El hombre estaba intentando ver las imágenes de una pequeña terminal mientras caminaba. Horza captó un fugaz atisbo de algo que le sorprendió. Conectó su terminal y sintonizó el canal adecuado.
Estaba viendo lo que parecía el mismo incidente al que había asistido en el auditorio unas horas antes, el altercado de la terraza situada sobre la suya cuando oyó comentar que Sarble el Ojo había sido capturado por los guardias de seguridad. Horza frunció el ceño y acercó la pantalla de muñeca a sus ojos.
Era el mismo sitio y se trataba del mismo incidente, visto desde casi el mismo ángulo y distancia aparente a que se encontraba cuando los había observado. Horza contempló la pantalla torciendo el gesto e intentó imaginarse desde dónde podían haber grabado la imagen que estaba viendo ahora. La escena llegó a su fin y fue sustituida por varios planos de seres bastante excéntricos divirtiéndose en el auditorio mientras la partida de Daño seguía desarrollándose al fondo del plano.

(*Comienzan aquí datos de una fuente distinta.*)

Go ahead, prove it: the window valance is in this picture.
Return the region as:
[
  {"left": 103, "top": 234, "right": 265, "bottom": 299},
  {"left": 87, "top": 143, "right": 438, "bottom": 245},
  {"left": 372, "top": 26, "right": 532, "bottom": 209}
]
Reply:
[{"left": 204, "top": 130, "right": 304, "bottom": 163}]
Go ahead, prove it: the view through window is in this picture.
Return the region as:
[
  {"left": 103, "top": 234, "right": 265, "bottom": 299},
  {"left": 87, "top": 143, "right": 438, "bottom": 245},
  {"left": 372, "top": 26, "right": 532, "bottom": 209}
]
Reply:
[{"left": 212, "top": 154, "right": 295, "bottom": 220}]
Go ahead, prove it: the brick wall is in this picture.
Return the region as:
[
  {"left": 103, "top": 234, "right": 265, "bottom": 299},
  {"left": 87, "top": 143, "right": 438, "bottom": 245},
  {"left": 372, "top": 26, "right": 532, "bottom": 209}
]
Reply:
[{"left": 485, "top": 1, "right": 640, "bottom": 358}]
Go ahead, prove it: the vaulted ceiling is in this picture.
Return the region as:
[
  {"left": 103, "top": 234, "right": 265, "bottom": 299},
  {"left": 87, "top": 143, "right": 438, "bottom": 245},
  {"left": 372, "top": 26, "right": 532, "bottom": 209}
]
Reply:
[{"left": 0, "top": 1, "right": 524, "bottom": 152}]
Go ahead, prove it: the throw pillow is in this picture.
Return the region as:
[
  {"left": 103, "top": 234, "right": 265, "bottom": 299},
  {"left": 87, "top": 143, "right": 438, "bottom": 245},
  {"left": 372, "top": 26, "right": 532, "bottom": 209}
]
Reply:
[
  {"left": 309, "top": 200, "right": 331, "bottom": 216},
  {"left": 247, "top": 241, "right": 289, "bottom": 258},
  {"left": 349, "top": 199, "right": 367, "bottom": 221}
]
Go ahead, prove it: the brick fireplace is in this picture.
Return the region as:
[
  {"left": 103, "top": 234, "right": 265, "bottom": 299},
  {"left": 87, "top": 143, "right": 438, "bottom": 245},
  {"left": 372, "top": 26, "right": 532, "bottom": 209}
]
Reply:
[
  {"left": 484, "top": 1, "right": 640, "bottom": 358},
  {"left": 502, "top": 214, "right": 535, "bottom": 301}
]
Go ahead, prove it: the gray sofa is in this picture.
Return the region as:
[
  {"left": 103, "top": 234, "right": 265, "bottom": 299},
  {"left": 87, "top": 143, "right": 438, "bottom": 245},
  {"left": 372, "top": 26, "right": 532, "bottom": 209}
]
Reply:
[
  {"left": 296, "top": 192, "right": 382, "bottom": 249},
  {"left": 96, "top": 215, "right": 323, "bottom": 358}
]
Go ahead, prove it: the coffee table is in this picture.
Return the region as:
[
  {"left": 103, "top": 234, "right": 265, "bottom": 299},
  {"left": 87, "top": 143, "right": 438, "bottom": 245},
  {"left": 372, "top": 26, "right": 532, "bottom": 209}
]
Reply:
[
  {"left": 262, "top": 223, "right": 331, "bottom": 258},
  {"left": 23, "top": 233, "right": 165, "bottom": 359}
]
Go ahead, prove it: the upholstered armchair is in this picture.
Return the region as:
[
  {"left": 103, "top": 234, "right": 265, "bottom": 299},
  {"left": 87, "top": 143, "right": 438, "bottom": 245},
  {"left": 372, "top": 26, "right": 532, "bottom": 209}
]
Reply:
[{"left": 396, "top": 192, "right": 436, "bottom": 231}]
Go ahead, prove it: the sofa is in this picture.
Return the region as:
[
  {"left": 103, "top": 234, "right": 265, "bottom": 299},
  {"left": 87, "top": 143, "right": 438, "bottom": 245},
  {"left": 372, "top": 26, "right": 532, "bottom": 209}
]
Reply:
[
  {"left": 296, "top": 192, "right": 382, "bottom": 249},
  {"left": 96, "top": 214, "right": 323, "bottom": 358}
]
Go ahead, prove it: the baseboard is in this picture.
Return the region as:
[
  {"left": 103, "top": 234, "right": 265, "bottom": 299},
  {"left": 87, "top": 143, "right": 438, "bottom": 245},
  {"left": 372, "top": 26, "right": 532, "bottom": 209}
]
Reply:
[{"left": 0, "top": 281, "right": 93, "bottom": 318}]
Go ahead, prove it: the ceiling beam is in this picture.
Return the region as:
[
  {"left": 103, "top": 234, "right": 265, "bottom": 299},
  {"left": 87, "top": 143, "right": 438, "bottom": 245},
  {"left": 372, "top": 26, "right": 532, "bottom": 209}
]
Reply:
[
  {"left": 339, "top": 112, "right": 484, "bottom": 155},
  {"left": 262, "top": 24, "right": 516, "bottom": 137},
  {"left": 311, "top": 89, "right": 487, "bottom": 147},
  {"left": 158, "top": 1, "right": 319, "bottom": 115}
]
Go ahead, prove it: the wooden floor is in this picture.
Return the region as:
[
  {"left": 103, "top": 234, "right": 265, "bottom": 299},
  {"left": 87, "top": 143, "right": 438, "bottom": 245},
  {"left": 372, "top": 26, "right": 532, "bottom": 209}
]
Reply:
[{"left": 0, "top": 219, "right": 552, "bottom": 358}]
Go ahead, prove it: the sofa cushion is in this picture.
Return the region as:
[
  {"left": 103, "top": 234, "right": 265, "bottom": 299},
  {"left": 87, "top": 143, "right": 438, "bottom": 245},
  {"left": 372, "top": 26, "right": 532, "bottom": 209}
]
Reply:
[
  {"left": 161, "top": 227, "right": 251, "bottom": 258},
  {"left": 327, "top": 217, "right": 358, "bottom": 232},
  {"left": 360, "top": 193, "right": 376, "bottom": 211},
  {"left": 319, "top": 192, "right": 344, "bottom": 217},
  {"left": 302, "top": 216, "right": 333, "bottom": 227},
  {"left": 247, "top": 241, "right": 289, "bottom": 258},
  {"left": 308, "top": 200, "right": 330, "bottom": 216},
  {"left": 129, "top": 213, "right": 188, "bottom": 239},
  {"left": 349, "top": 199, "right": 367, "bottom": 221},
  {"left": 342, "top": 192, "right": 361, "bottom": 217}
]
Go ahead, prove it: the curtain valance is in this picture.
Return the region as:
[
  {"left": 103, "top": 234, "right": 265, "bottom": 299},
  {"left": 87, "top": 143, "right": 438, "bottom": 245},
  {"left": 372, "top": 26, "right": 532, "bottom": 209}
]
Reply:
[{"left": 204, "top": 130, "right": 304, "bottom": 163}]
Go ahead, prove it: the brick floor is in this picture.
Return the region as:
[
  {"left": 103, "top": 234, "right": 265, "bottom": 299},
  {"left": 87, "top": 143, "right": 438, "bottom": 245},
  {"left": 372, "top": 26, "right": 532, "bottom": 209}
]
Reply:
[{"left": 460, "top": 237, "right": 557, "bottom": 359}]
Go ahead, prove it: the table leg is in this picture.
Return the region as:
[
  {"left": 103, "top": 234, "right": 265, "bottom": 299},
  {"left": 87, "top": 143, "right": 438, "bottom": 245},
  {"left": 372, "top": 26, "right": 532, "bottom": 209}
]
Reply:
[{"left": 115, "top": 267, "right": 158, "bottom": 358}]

«Si se pusiera en pie y diera unos cuantos pasos…», pensó Horza.
Era la mujer.
La mujer de cabellera canosa que había visto antes de pie en el último nivel de la arena jugueteando con su tiara; la misma mujer que había estado en esa misma terraza junto a su diván cuando se produjo el incidente que acababa de ver en la pantalla. La mujer era Sarble el Ojo. La tiara debía de ser una cámara, y la persona de la terraza superior algún ayudante suyo cuya misión era despistar a los guardias de seguridad.
Horza desconectó la terminal. Sonrió y meneó la cabeza como para desalojar aquella pequeña e inútil revelación del centro de su atención. Tenía que encontrar algún medio de transporte.